Em relação ao pedido de autorização permanente para voos futuros, o relator afastou essa possibilidade. Segundo ele, “cada situação futura deverá ser analisada caso a caso, em feito próprio, se necessário, respeitando-se a evolução das circunstâncias fáticas e normativas”.

Caso Benjamin

O TJ-SP autorizou, em caráter excepcional, o embarque de um cão de suporte emocional na cabine, mesmo fora dos padrões das companhias aéreas. A decisão reformou a sentença de 1º grau e considerou a necessidade terapêutica do passageiro, além dos riscos ao animal no porão. O caso envolve um passageiro com transtorno de ansiedade generalizada (TAG) e síndrome do pânico, que planejava se mudar com a família para o Canadá.

O embarque de um bulldog inglês de cerca de 34 kg, chamado de Benjamin, foi negado pelas empresas com base no limite de peso e nas regras internas.
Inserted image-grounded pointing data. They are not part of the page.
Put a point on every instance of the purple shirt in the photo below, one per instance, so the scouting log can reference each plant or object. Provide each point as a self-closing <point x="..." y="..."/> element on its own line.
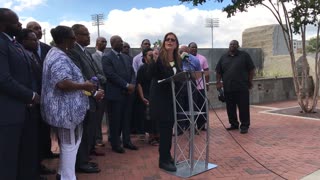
<point x="204" y="65"/>
<point x="137" y="62"/>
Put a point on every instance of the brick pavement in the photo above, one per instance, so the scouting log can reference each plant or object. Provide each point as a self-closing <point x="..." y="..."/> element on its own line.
<point x="276" y="147"/>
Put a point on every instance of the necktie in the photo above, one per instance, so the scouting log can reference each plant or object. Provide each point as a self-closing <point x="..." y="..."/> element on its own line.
<point x="88" y="54"/>
<point x="122" y="60"/>
<point x="18" y="46"/>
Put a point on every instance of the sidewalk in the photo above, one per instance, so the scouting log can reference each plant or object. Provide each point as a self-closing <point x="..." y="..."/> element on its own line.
<point x="276" y="147"/>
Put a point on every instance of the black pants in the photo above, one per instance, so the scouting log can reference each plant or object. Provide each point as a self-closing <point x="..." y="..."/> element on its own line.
<point x="240" y="99"/>
<point x="19" y="150"/>
<point x="87" y="140"/>
<point x="101" y="110"/>
<point x="119" y="120"/>
<point x="165" y="130"/>
<point x="200" y="100"/>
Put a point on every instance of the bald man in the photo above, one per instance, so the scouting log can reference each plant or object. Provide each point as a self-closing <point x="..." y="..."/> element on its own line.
<point x="101" y="44"/>
<point x="18" y="140"/>
<point x="120" y="85"/>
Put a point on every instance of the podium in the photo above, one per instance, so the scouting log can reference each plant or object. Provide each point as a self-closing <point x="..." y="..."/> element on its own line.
<point x="191" y="148"/>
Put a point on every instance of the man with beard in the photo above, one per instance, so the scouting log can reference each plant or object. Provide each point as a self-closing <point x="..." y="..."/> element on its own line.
<point x="236" y="70"/>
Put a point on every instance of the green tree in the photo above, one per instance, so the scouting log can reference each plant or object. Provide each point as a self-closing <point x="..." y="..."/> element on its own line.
<point x="312" y="45"/>
<point x="293" y="16"/>
<point x="158" y="43"/>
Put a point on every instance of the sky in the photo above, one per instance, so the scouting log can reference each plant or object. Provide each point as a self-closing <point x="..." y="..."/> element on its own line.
<point x="135" y="20"/>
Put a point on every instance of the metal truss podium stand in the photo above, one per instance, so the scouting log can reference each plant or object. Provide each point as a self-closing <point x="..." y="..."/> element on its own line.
<point x="191" y="148"/>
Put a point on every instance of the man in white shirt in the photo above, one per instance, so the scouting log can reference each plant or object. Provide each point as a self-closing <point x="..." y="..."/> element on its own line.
<point x="137" y="60"/>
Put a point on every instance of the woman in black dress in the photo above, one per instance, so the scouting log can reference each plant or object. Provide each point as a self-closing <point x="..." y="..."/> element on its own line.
<point x="161" y="105"/>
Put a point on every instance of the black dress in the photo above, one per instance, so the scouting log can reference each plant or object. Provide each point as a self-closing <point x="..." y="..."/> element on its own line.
<point x="161" y="104"/>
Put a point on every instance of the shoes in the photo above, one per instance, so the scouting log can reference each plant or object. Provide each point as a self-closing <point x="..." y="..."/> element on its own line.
<point x="58" y="177"/>
<point x="46" y="171"/>
<point x="42" y="178"/>
<point x="52" y="155"/>
<point x="130" y="146"/>
<point x="118" y="149"/>
<point x="167" y="166"/>
<point x="98" y="152"/>
<point x="87" y="168"/>
<point x="93" y="164"/>
<point x="232" y="128"/>
<point x="244" y="131"/>
<point x="99" y="143"/>
<point x="203" y="129"/>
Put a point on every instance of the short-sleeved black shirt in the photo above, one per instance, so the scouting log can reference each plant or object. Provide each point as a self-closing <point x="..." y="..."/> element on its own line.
<point x="235" y="71"/>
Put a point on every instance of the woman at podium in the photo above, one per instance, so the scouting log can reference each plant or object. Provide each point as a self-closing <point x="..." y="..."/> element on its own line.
<point x="161" y="105"/>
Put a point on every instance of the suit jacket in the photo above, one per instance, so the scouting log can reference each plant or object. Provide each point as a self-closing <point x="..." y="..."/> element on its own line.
<point x="44" y="50"/>
<point x="118" y="73"/>
<point x="97" y="59"/>
<point x="15" y="82"/>
<point x="87" y="66"/>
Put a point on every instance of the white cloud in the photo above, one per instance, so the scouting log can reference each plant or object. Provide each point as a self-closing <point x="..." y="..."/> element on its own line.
<point x="19" y="5"/>
<point x="189" y="25"/>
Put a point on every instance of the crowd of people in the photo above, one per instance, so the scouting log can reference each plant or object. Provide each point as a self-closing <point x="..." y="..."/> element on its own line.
<point x="66" y="90"/>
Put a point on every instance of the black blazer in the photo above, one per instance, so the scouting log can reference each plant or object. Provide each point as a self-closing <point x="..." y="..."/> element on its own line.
<point x="118" y="74"/>
<point x="15" y="82"/>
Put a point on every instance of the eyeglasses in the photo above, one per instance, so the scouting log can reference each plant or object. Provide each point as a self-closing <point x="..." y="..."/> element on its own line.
<point x="170" y="39"/>
<point x="84" y="34"/>
<point x="72" y="38"/>
<point x="31" y="39"/>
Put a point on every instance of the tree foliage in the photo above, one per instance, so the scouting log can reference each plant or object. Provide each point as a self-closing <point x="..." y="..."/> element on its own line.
<point x="293" y="16"/>
<point x="312" y="45"/>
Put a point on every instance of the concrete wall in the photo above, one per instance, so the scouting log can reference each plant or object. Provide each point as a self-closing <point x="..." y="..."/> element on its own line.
<point x="213" y="56"/>
<point x="263" y="91"/>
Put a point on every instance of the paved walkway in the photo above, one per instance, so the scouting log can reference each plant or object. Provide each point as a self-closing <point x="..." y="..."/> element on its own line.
<point x="276" y="147"/>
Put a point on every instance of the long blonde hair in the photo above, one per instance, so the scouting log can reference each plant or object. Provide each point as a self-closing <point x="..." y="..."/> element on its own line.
<point x="163" y="54"/>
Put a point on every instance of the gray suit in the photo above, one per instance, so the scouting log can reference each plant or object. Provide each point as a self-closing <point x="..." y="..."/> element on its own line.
<point x="89" y="69"/>
<point x="119" y="73"/>
<point x="101" y="106"/>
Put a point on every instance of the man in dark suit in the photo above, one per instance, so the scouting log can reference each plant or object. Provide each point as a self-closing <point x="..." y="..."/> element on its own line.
<point x="44" y="129"/>
<point x="42" y="47"/>
<point x="120" y="85"/>
<point x="16" y="95"/>
<point x="82" y="58"/>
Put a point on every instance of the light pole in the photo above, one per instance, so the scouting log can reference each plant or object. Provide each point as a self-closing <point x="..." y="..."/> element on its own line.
<point x="44" y="35"/>
<point x="212" y="23"/>
<point x="97" y="20"/>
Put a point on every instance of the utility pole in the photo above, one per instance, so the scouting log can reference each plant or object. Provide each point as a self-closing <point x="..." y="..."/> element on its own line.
<point x="212" y="23"/>
<point x="44" y="35"/>
<point x="97" y="20"/>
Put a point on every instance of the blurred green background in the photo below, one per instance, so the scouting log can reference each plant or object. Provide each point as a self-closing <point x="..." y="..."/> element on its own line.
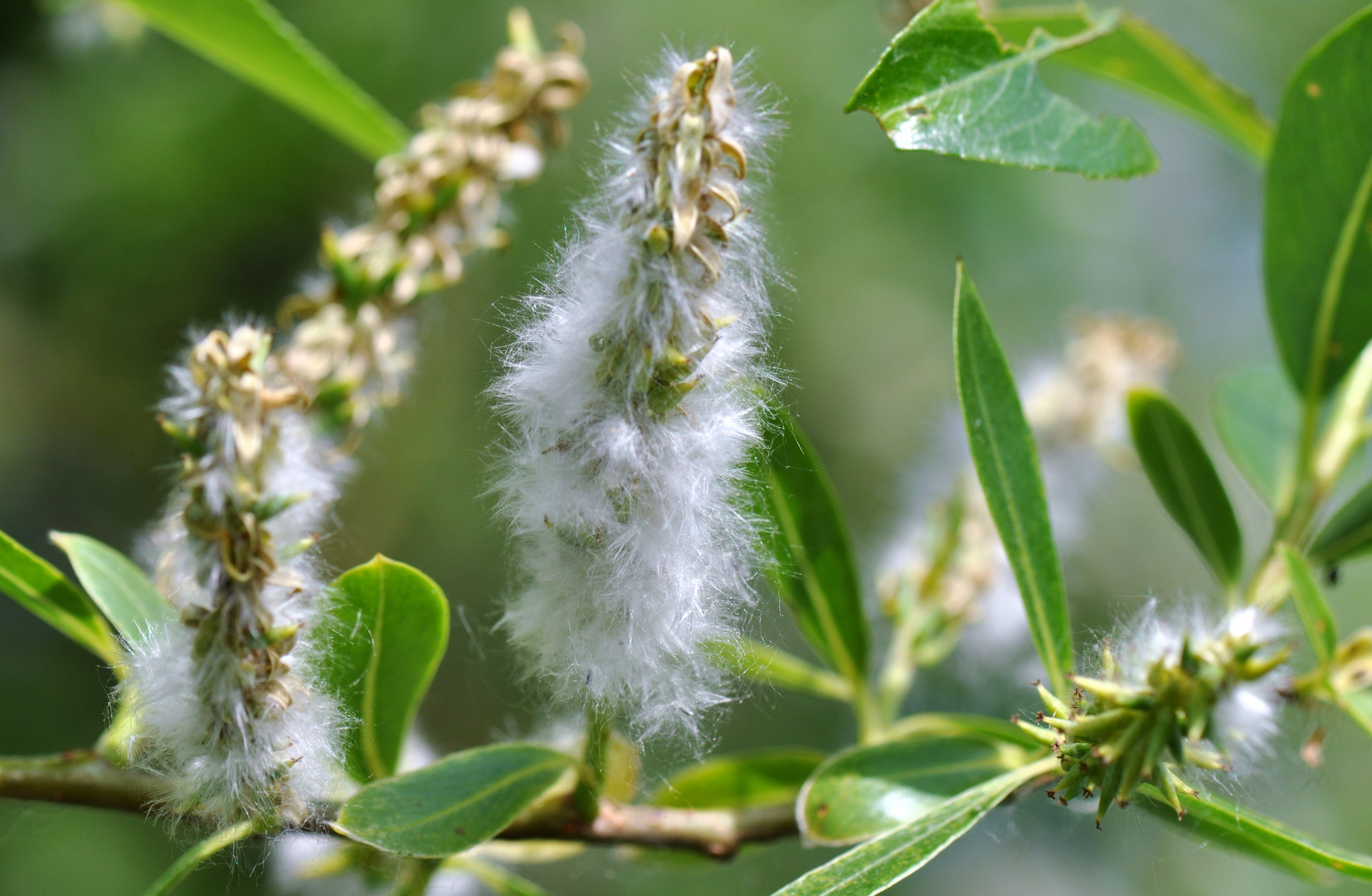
<point x="143" y="191"/>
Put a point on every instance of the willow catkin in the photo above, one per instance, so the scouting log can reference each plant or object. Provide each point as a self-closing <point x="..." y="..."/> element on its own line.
<point x="631" y="397"/>
<point x="224" y="694"/>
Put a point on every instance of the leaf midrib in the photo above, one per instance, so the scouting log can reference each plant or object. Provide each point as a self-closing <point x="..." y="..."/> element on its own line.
<point x="371" y="749"/>
<point x="818" y="596"/>
<point x="1050" y="654"/>
<point x="528" y="772"/>
<point x="977" y="801"/>
<point x="1191" y="501"/>
<point x="1028" y="56"/>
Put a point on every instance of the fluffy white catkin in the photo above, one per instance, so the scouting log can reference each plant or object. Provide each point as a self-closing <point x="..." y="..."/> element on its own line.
<point x="631" y="397"/>
<point x="224" y="698"/>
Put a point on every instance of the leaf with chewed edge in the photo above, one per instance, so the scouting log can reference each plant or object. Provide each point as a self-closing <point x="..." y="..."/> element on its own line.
<point x="948" y="84"/>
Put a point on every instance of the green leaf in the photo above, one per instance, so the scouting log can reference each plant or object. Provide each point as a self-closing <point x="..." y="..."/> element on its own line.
<point x="1007" y="465"/>
<point x="963" y="725"/>
<point x="947" y="84"/>
<point x="1258" y="421"/>
<point x="765" y="777"/>
<point x="1216" y="820"/>
<point x="46" y="593"/>
<point x="117" y="585"/>
<point x="1185" y="482"/>
<point x="1357" y="704"/>
<point x="495" y="879"/>
<point x="765" y="663"/>
<point x="1309" y="602"/>
<point x="812" y="558"/>
<point x="868" y="791"/>
<point x="1349" y="531"/>
<point x="883" y="862"/>
<point x="1141" y="59"/>
<point x="251" y="40"/>
<point x="453" y="805"/>
<point x="192" y="858"/>
<point x="1317" y="253"/>
<point x="386" y="633"/>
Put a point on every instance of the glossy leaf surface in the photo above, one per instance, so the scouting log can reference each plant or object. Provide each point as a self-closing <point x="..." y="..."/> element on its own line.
<point x="1311" y="606"/>
<point x="948" y="84"/>
<point x="765" y="777"/>
<point x="50" y="596"/>
<point x="765" y="663"/>
<point x="880" y="864"/>
<point x="1185" y="484"/>
<point x="812" y="558"/>
<point x="868" y="791"/>
<point x="251" y="40"/>
<point x="1349" y="531"/>
<point x="1007" y="464"/>
<point x="1258" y="421"/>
<point x="1143" y="61"/>
<point x="1216" y="820"/>
<point x="386" y="633"/>
<point x="453" y="805"/>
<point x="1317" y="253"/>
<point x="117" y="585"/>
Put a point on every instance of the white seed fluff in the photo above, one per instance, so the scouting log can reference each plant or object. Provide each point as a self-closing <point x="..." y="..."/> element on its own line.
<point x="226" y="698"/>
<point x="631" y="396"/>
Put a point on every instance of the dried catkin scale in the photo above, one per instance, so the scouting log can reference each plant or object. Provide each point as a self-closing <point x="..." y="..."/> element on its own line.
<point x="631" y="398"/>
<point x="226" y="707"/>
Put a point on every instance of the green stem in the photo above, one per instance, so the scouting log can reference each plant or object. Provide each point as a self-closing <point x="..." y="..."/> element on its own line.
<point x="80" y="777"/>
<point x="586" y="797"/>
<point x="1321" y="459"/>
<point x="765" y="663"/>
<point x="192" y="858"/>
<point x="872" y="725"/>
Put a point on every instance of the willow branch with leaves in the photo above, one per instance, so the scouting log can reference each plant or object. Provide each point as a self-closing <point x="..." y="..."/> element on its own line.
<point x="654" y="480"/>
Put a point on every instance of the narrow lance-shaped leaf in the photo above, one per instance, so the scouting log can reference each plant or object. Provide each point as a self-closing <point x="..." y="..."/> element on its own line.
<point x="250" y="39"/>
<point x="453" y="805"/>
<point x="881" y="864"/>
<point x="765" y="663"/>
<point x="1185" y="480"/>
<point x="1316" y="249"/>
<point x="384" y="637"/>
<point x="1258" y="420"/>
<point x="740" y="781"/>
<point x="1007" y="464"/>
<point x="1141" y="59"/>
<point x="50" y="596"/>
<point x="1315" y="612"/>
<point x="868" y="791"/>
<point x="1349" y="531"/>
<point x="117" y="585"/>
<point x="199" y="854"/>
<point x="812" y="558"/>
<point x="1220" y="821"/>
<point x="948" y="84"/>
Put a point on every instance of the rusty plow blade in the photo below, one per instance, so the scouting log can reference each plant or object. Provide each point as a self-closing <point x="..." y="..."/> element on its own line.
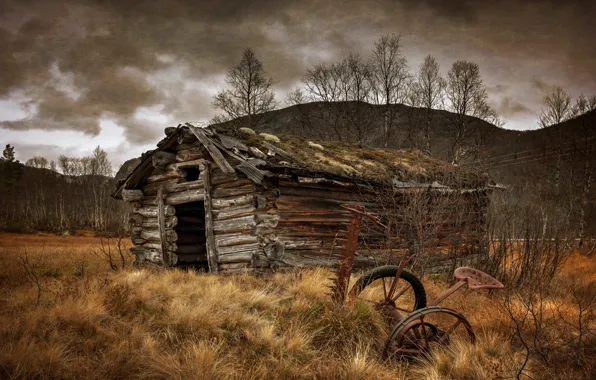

Ao analisar o recurso, a 22ª Câmara de Direito Privado apontou que, embora a ANAC permita que as companhias definam critérios, essa autonomia deve respeitar direitos como saúde e dignidade.

O colegiado destacou fatores como a comprovação médica da necessidade do animal, o bom comportamento do cão, a documentação regular e o fato de ser uma raça braquicefálica, mais vulnerável no transporte em porão. Também considerou que a viagem era uma mudança definitiva e que o passageiro havia comprado uma fileira inteira de assentos.

Com isso, o tribunal autorizou o embarque na cabine, com flexibilização do limite de peso, desde que cumpridas as regras de segurança. O passageiro deverá seguir as orientações da tripulação, e as companhias podem impedir o embarque em caso de risco.

A decisão não vale para voos futuros, que devem ser analisados caso a caso. O recurso foi parcialmente provido e prevê multa diária de R$ 1.000,00, limitada a R$ 20.000,00, caso as companhias aéreas descumpram a decisão de permitir o embarque do cão na cabine.